[ExI] Human Gradients

painlord2k at libero.it painlord2k at libero.it
Sun May 17 23:36:06 UTC 2009

Il 17/05/2009 22.54, Lee Corbin ha scritto:
> Mirco writes

>> It flashed in my mind now:
>> The Affirmative Action laws are really different from the "natural
>> resource curse"?

> A fascinating connection. The general case reminds one
> of cell biology, in which cells maintain a higher or
> lower concentration of ions or chemicals from their
> environment (the intercellular areas), in defiance
> of the natural urge of statistical ensembles to
> distribute uniformly.

> It takes free energy, at least, to maintain gradients.
> Something is drawing intelligent people out of Africa,
> just as the affirmative action policies you speak of
> must be raising the concentration in the poorest
> urban areas of people who cannot as ably contribute.

Hi-tech, urban, industrialized civilizations need a concentration of 
skilled and gifted people to be able to maintain themselves to the level 
they are and to raise the level.
Any durable high-tech civilization will organize itself so it is able to 
retain the most skilled and gifted and attract them away from competitors.
The city exist to let higher density of population and, given that more 
gifted and skilled do better works, the city prefer the most productive 
individuals and let them to multiply more than the others.

> But did you understand that by "natural resource
> curse" (I was referring explicitly to Paul
> Collier's great book "The Bottom Billion"), I
> meant things like "the Dutch Disease"?

I know the problem with the "natural resource curse". I red about the 
Dutch Disease and de-industrialization, but never went in deep and made 
the link (until now).

> (I believe
> that another poster gave the wikipedia link to that
> very recently.) Anyway, it's a complex phenomenon
> that actually retards the economies of poorer
> nations. E.g., Venezuela, middle-Eastern countries,
> and a number of African countries evidently have
> *worse* economies because of "lucky" accidents
> of geology that bestow oil riches on them.

Like the Spain that enjoined the gold of Aztec and Incas for a century 
and become economically irrelevant.

> This also brings to mind the taunts :-) (okay,
> nice challenges :) from people on this list to me
> wherein it's asked whether people would really
> be worse off if they'd been disinherited by
> relatives, or, (in the same way), worse off
> by not being subsidized by the state.

Many people that won major lottery prizes don't had very happy life 
after.

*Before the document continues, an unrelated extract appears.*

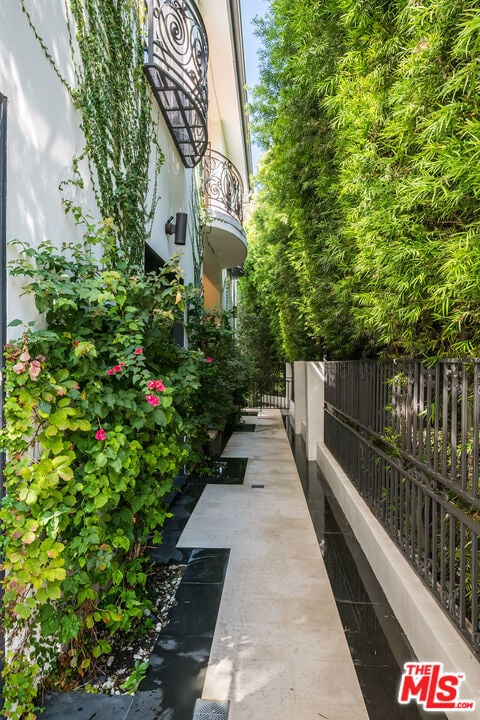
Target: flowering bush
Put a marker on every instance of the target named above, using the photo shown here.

But the question is also if it is more damaging a single shot of 
heroin a single time in a life or half bottle of wine for a life.

> But a major reason people migrate to cities is
> for the stimulation they provide. Like flies,
> we'll all be attracted to the people and places
> that fascinate us, and this tendency will become
> more and more pronounced over time, with very
> "interesting" consequences, no doubt.

Well, this year the majority of the human population went from 
countryside dwellers to city dwellers.
This surely will have large effects, albeit not promptly visible or 
foreseeable, on the selective pressure on the human population 
worldwide. Many things we see, even religious and ethnic clashes, could 
be heavily influence by this factor.